With heifer prices dropping to modern-day record lows in the last several years, many farms have been faced with the question of what to do with extra heifers that aren’t bound for their lactating herds.
For Zahncroft Dairy in Wolmelsdorf, Pa., the answer has been to simply sell those animals. “We try to avoid having calves born that we aren’t going to raise,” explained farm co-owner Katie Sattazahn. “We have sold some heifer calves at a couple of days old when we had a large amount of calves born at one time. We do not want to send any animals to our custom heifer raiser unless they are going to be part of our milking string. If we raise an animal that doesn’t meet our growth or health goals, we will consider culling them as early as possible,” she continued.
Three other farms shared additional insight in this Hoard’s Dairyman Intel as well as the Round Table “We breed for the number we need” found on pages 116 to 118 of the February 25, 2020, issue of Hoard’s Dairyman.
Here are responses from the other three participants regarding the question, “What do you do with extra heifers?”
Helt Dairy, Dane, Wis.: We currently generate most of our female pregnancies from our heifers because we breed two-thirds of the milking herd to beef.
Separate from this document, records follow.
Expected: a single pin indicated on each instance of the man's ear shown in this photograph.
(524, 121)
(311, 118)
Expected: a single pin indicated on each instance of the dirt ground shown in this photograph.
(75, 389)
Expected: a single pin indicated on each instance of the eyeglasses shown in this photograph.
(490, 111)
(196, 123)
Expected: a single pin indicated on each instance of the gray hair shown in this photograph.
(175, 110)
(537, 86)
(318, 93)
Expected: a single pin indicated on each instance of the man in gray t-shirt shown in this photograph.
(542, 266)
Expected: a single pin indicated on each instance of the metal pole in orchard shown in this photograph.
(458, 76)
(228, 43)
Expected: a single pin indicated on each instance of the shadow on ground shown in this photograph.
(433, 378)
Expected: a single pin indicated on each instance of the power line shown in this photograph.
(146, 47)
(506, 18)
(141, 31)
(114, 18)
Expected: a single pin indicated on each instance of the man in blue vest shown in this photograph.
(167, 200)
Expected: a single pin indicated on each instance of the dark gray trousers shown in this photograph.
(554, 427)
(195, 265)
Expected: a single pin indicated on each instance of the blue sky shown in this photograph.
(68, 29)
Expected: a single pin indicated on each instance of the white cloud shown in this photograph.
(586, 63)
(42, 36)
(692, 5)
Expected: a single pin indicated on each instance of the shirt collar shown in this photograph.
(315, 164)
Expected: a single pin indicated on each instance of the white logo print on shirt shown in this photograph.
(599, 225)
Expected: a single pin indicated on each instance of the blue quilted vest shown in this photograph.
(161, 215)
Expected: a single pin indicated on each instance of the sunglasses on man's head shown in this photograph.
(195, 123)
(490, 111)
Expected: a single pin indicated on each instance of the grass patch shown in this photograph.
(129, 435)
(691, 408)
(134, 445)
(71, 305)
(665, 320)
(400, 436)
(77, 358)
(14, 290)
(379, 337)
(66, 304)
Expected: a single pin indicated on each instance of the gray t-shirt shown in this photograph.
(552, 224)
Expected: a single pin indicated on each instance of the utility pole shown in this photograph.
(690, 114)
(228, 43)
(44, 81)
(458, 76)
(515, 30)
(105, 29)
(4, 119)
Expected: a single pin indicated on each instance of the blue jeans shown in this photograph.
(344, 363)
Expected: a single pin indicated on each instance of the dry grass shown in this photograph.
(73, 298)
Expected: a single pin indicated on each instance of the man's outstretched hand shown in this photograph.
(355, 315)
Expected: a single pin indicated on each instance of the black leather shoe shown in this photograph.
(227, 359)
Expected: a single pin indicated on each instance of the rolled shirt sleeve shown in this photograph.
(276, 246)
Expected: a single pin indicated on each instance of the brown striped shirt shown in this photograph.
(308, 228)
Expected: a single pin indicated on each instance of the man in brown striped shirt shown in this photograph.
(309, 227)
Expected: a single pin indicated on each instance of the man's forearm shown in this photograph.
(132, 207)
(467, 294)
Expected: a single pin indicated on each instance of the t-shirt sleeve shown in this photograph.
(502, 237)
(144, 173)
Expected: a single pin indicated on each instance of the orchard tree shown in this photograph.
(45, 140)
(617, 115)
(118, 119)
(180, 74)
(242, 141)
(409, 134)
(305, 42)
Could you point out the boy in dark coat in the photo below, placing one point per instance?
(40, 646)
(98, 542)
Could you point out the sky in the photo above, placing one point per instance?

At the same time, we choose to breed our bottom 5% of heifers to beef in order to increase the rate of genetic gain from generation to generation. We identify those animals by utilizing genomics and our herd percentile ranking (HPR).
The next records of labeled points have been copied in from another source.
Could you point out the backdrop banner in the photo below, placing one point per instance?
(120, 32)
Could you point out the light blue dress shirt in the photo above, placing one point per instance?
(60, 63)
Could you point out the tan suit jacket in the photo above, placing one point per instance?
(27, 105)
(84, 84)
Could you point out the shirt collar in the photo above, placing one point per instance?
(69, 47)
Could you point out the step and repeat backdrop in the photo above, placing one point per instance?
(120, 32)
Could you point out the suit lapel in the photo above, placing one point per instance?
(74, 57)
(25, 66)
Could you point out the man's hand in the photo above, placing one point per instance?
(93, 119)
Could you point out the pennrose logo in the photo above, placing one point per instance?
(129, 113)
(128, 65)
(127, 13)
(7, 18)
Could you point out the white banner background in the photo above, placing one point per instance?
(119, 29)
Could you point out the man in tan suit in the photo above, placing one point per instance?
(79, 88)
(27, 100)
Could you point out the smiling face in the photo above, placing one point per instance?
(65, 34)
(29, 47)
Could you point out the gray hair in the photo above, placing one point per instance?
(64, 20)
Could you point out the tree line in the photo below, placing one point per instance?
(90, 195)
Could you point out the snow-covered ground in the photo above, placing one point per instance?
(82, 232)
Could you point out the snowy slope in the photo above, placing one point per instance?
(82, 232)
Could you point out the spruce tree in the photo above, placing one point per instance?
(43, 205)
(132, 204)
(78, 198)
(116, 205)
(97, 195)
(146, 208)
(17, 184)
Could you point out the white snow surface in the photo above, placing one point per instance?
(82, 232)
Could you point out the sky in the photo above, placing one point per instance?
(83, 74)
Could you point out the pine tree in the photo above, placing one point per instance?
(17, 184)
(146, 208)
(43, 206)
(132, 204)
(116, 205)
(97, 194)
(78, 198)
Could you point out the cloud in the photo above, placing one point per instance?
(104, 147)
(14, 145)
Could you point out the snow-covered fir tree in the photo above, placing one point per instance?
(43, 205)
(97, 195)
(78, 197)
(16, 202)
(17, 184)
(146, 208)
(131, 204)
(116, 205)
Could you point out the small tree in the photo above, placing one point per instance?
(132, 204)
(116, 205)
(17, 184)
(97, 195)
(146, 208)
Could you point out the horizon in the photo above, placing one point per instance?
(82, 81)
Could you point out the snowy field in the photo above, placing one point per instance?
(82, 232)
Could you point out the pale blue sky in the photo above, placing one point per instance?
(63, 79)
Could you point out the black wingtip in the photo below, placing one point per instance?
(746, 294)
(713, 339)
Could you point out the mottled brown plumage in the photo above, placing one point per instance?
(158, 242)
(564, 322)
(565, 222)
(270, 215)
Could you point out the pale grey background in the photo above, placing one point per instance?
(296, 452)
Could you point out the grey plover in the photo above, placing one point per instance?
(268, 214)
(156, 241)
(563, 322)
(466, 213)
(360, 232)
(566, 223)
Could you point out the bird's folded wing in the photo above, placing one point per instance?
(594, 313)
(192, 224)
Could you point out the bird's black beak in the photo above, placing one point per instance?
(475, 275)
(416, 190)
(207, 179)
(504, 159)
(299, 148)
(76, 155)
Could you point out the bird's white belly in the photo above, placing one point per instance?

Oakridge Dairy, Ellington, Conn.: Our goal is to try not to create any extra heifers. When we do create extra heifers, we sell them to reduce our inventory. As long as we breakeven, we are happy because we don’t have any further inputs into them. When we started this program, we sold more heifers. We sold 1- or 2-month-old heifers or 5- or 6-month-old heifers, as well as some short-bred heifers. We did that to decrease our heifer inventories.
If we are culling heifers, we first look to any animals that aren’t growing at the rates we would like or that have struggled with lots of illness, especially pneumonia. From there, we might cull animals that have lower predicted parent averages.
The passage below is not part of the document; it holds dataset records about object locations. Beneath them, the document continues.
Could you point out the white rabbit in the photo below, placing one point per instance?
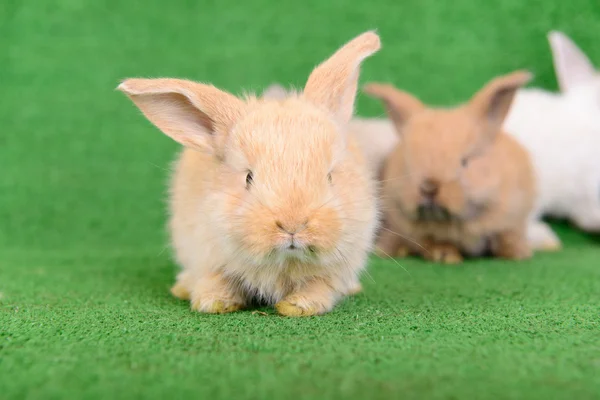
(562, 133)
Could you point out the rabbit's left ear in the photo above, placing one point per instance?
(333, 84)
(492, 103)
(572, 66)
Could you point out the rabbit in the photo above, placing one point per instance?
(271, 199)
(455, 185)
(562, 133)
(375, 136)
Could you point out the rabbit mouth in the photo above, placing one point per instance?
(432, 212)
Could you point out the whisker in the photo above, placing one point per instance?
(405, 238)
(394, 260)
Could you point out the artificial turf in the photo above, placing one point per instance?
(85, 310)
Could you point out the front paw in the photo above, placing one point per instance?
(300, 306)
(443, 253)
(215, 305)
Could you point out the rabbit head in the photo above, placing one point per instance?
(439, 153)
(279, 175)
(579, 83)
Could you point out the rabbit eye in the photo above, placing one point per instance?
(249, 179)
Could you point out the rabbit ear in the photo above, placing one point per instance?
(399, 105)
(333, 84)
(193, 114)
(492, 103)
(275, 92)
(571, 64)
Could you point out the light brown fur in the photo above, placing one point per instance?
(488, 198)
(309, 186)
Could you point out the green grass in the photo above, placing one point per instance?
(84, 305)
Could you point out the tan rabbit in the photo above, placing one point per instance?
(456, 184)
(375, 136)
(271, 199)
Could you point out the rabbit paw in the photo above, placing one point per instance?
(301, 306)
(353, 289)
(402, 252)
(180, 291)
(216, 306)
(444, 253)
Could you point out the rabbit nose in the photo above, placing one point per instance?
(291, 228)
(429, 188)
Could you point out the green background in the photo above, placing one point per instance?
(84, 268)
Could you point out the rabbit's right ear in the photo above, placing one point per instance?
(399, 105)
(193, 114)
(571, 64)
(333, 84)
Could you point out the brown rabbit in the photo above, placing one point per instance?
(271, 198)
(456, 184)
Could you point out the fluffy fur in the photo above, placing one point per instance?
(271, 198)
(562, 133)
(375, 136)
(456, 184)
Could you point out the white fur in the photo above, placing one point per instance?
(562, 133)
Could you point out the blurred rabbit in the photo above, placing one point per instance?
(562, 133)
(455, 183)
(271, 199)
SwissLane Farms, Alto, Mich.: Initially, as we looked to rightsize our young stock, we culled any heifers that didn’t meet our genetic benchmarks. At that time, we were calving 100 to 125 heifers per month. We sold calves based on low genomics and if any calves were not doing well. We are managing the heifer inventory at the point of breeding better now. We only have 70 to 75 calves born per month so we don’t need to sell calves. We do still sell a few calves into the high genetic merit market, though.